Web Crawlers

Heard on annother thread @simon mention that there is a setting to stop/smash crawlers, can’t find this setting how to do this does anyone know where this is and how it works?

Had an unusual spike of 48 crawlers at my site July 14th, I don’t like these little buggers what are they doing?

Search site settings for “crawler”. You can block or slow down by user agent.

At least some index your site to have it appear in search engines. You probably do like that.

9 Likes

Also, have a look at the “Web Crawler User Agents” report to get the name of the crawler that’s causing the issue:

6 Likes

Thanks found that now, I see there are five crawler names blocked by default I guess they are known problem spiders.

Looks like there is an option to use allow-list for good crawlers, which if used automatically denies entry to all other electric bug beings, don’t know what the good ones may be?

Found the web crawler user agent reports, top ones are "YandexBox/3.0 and
CensysInspect/1.1

https://about.censys.io/

Would be good to show up on some search engines for customers need those.

Have been getting a lot of calls from marketing companies that charge subscription service for help with that and website building could be good but kind of annoying all these calls about that.

Worth noting that user agents are totally easy to spoof. If it’s Google, you can be pretty sure it will say so. But just because it says it’s Google, that means nothing.

(Same situation as robots.txt, these are mechanisms which assume trust. Untrustworthy parties can just play by different rules.)

2 Likes

Sneaky imposters even worse than weasels they can be:

"# How to check that a robot belongs to Yandex

Some robots can disguise themselves as Yandex robots by indicating the relevant User Agent. You can check the authenticity of a robot using reverse DNS lookup.

Just follow these steps:

  1. Determine the IP address of the user agent in question using your server logs.

  2. Use a reverse DNS lookup of the IP address to determine the host domain name.

  3. Check whether the host belongs to Yandex. All Yandex robot names end in yandex.ru, yandex.net or yandex.com.
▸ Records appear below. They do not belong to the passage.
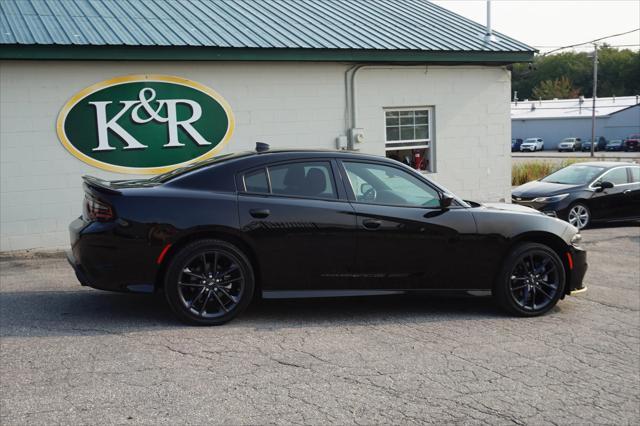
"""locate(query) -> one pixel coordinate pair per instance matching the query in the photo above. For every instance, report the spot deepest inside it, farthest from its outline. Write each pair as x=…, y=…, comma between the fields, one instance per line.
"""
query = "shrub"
x=533, y=170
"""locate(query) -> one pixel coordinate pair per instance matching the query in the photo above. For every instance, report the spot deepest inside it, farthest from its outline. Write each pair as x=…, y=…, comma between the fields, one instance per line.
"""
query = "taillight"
x=97, y=210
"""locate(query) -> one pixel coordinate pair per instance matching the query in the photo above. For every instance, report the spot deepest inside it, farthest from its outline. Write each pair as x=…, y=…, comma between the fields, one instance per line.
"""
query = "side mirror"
x=601, y=186
x=368, y=192
x=445, y=201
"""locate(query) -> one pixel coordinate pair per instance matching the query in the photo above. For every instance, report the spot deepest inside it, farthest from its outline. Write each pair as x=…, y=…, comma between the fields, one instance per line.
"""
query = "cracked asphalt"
x=80, y=356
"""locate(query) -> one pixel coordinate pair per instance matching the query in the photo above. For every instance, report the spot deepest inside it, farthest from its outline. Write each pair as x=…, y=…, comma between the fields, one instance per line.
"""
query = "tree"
x=560, y=88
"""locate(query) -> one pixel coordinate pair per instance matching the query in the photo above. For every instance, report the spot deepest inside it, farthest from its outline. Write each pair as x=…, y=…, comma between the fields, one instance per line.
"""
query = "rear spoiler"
x=99, y=185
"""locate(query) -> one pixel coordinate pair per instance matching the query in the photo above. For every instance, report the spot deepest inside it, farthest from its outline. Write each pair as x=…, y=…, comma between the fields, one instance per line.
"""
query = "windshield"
x=574, y=175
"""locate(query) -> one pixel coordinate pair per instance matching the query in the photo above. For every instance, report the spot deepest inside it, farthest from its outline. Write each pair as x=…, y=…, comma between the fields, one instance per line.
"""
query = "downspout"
x=352, y=92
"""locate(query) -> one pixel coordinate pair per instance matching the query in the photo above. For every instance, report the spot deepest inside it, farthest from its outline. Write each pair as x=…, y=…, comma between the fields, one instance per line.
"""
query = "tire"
x=209, y=282
x=576, y=215
x=523, y=292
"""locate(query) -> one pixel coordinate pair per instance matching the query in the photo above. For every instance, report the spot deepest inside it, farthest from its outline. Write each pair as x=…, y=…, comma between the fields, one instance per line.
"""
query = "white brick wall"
x=286, y=104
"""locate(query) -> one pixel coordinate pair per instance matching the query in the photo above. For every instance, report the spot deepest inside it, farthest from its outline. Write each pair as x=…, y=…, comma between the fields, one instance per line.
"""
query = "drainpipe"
x=489, y=34
x=352, y=91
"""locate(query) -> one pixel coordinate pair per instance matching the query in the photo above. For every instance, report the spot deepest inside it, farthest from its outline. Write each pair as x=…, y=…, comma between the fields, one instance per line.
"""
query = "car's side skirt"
x=305, y=294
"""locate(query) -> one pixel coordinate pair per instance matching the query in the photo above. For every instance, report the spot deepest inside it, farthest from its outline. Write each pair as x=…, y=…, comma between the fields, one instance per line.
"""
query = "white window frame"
x=398, y=145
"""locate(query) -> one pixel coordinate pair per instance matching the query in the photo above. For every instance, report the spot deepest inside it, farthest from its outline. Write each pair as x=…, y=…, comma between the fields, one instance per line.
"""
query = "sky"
x=544, y=23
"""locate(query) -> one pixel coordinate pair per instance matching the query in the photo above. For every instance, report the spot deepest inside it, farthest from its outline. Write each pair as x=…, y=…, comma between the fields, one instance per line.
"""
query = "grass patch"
x=533, y=170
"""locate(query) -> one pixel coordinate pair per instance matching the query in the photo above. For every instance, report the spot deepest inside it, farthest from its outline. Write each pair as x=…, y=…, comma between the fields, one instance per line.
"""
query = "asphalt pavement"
x=74, y=355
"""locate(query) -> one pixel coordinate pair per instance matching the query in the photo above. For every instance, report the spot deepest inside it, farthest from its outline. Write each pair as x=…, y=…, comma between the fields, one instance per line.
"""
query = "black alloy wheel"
x=579, y=215
x=209, y=282
x=532, y=280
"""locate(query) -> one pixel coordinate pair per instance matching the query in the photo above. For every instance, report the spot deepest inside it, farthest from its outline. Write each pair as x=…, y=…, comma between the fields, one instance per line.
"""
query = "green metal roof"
x=346, y=30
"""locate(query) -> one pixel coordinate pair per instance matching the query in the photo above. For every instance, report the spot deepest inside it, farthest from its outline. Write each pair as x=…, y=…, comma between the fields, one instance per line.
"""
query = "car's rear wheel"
x=209, y=282
x=579, y=215
x=531, y=281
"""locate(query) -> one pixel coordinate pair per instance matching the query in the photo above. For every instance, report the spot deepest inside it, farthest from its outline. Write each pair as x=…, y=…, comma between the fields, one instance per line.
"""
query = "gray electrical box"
x=356, y=137
x=342, y=143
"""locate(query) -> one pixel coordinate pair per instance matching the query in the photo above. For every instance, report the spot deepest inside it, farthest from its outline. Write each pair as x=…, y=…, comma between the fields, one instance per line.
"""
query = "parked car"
x=583, y=193
x=614, y=145
x=289, y=224
x=600, y=145
x=515, y=144
x=632, y=143
x=570, y=144
x=532, y=145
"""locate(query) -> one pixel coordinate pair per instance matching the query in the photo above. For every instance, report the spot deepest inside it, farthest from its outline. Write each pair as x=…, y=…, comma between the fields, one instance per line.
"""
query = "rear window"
x=616, y=176
x=300, y=179
x=313, y=179
x=256, y=181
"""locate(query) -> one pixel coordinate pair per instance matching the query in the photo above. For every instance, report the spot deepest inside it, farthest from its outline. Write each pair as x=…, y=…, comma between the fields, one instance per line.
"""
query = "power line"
x=591, y=41
x=608, y=45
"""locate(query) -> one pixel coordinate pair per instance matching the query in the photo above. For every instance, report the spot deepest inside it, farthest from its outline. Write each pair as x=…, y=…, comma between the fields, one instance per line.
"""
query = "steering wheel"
x=370, y=194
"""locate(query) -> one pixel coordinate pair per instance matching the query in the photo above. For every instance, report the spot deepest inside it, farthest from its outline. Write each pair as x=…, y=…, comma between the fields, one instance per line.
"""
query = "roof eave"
x=181, y=53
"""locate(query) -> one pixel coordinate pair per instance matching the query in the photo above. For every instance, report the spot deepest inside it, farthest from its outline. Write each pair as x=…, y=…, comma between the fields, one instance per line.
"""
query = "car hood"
x=511, y=208
x=541, y=189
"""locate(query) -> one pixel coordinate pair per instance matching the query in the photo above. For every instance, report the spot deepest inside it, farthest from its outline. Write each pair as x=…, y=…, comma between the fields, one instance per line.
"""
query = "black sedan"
x=288, y=224
x=586, y=192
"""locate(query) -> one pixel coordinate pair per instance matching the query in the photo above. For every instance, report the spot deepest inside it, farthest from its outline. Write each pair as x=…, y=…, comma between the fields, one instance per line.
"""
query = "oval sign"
x=145, y=124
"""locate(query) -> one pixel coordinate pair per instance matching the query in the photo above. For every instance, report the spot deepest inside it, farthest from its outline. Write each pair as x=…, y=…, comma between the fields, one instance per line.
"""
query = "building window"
x=408, y=136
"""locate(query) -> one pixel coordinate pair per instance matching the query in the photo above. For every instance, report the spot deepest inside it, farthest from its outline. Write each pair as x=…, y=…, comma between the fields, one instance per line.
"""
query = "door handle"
x=259, y=213
x=371, y=223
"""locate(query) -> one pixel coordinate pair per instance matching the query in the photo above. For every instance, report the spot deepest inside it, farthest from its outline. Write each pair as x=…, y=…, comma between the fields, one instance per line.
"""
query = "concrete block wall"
x=285, y=104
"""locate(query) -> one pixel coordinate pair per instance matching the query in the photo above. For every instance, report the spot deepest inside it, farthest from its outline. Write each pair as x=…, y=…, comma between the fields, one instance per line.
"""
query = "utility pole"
x=595, y=89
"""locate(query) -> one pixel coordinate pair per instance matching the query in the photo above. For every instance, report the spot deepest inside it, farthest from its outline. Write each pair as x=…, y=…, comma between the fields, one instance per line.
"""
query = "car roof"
x=605, y=164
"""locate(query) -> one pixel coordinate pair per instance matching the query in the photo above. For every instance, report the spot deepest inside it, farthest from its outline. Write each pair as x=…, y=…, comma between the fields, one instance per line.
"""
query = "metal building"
x=554, y=120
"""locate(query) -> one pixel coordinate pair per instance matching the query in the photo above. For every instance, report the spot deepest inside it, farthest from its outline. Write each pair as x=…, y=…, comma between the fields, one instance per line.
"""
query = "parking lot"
x=76, y=355
x=553, y=155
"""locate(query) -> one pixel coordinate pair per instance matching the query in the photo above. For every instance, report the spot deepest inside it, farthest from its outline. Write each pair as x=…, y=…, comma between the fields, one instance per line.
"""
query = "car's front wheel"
x=209, y=282
x=579, y=215
x=531, y=281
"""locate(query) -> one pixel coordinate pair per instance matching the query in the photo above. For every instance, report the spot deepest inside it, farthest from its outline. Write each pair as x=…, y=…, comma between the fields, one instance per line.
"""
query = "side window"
x=256, y=181
x=311, y=179
x=380, y=184
x=616, y=176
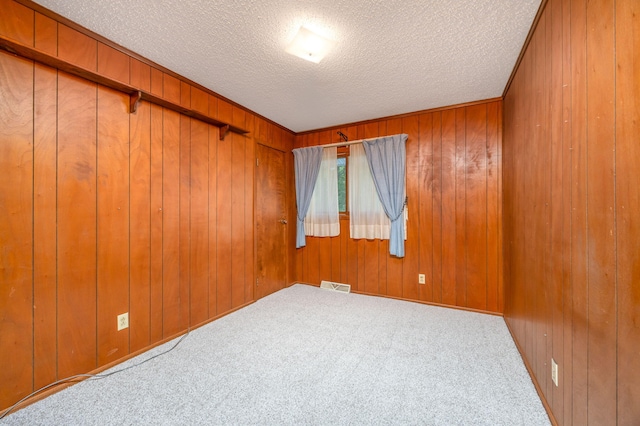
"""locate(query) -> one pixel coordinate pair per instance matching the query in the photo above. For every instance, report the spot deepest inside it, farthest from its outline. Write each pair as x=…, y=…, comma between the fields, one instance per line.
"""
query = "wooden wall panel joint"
x=223, y=131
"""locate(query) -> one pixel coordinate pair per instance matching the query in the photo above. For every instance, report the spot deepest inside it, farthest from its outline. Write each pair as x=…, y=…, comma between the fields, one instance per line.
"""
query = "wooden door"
x=271, y=223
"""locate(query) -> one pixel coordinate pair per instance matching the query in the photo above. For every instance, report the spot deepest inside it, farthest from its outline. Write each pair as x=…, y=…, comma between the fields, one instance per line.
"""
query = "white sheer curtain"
x=367, y=217
x=322, y=218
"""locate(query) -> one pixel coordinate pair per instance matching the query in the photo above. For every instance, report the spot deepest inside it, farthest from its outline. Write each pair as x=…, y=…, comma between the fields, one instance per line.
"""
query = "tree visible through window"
x=342, y=184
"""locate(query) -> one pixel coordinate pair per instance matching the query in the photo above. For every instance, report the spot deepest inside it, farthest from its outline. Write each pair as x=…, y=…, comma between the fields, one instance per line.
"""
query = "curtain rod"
x=347, y=143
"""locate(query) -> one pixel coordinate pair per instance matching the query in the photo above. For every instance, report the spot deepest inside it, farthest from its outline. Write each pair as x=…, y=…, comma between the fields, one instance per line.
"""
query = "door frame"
x=255, y=213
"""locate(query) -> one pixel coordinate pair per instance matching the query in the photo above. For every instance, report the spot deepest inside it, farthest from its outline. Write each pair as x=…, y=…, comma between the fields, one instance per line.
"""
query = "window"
x=342, y=183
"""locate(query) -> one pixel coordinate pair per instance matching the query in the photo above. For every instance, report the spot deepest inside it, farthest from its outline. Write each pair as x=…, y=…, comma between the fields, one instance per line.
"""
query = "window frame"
x=343, y=152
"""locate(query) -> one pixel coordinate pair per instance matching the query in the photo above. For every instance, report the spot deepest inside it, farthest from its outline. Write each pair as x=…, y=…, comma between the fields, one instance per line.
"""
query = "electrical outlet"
x=123, y=321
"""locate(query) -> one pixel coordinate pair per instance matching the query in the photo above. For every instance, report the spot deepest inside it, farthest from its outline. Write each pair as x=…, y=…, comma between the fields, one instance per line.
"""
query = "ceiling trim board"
x=403, y=115
x=533, y=28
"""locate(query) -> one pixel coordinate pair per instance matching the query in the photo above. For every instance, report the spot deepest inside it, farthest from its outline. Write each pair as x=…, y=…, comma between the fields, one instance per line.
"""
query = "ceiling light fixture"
x=309, y=45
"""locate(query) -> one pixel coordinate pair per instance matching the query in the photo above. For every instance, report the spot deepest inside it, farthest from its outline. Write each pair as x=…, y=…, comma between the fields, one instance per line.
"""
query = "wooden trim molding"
x=399, y=116
x=135, y=94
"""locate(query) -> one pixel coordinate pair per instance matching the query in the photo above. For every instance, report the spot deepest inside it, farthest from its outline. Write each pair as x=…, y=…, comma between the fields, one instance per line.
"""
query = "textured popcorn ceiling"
x=391, y=57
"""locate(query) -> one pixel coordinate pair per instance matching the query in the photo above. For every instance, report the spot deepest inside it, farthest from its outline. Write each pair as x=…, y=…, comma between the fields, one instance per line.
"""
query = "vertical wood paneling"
x=212, y=218
x=493, y=207
x=579, y=295
x=570, y=112
x=601, y=230
x=627, y=153
x=112, y=223
x=184, y=239
x=566, y=373
x=249, y=245
x=156, y=296
x=199, y=229
x=237, y=220
x=448, y=209
x=425, y=206
x=394, y=264
x=460, y=208
x=171, y=301
x=76, y=225
x=44, y=225
x=554, y=84
x=437, y=207
x=140, y=228
x=453, y=181
x=476, y=206
x=411, y=262
x=223, y=229
x=119, y=211
x=16, y=214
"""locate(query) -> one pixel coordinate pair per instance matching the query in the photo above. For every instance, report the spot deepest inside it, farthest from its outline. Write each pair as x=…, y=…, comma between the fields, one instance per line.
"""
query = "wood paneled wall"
x=571, y=202
x=104, y=212
x=454, y=226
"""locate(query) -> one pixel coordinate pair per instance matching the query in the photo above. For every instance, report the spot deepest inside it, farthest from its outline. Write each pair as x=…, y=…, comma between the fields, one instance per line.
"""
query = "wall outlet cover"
x=123, y=321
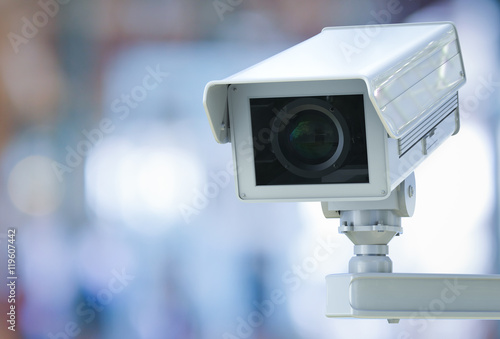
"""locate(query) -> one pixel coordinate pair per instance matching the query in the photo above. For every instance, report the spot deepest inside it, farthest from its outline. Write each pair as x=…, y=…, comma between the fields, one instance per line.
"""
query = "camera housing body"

If the host name has a different ending, the robot does not belong to Yandex.

  4. Make sure that the name is correct. Use a forward DNS lookup to get the IP address corresponding to the host name. It should match the IP address used in the reverse DNS lookup. If the IP addresses do not match it means that the host name is fake."

There’s also a guide here you can refer to:

2 Likes

Do you happen to know if web crawlers like these index sites for voice search systems?

I get a few automated calls every day about my company not being registered with the main a.i. voice search engines, this seems to be just third party companies that do that and not sure if this is legitimate what they do.

Specifically: charging a subscription service to “register” a company on search, or aid in companies showing up on the first page of search results.

I don’t know. I doubt it.

I have interacted with some people that I think can actually help with this, some using legitimate methods. They seem to be the exception in my estimation.

1 Like

I don’t know anything about voice search either, and don’t even necessarily want for my company to ever be indexed by those.

This is important to remember especially these days, scammers are getting more sophisticated.

The calls I get often say “your google listing has been flagged for review,” which suggests it is google calling, but google never calls. Some companies do call themself a “google partner company,” not sure what that means if that is even a thing.

1 Like

Heard from one rep there are about/at least 40 different companies that do this, call start up companies to register them on voice search platforms, that explains why so many calls.

This topic was automatically closed 30 days after the last reply. New replies are no longer allowed.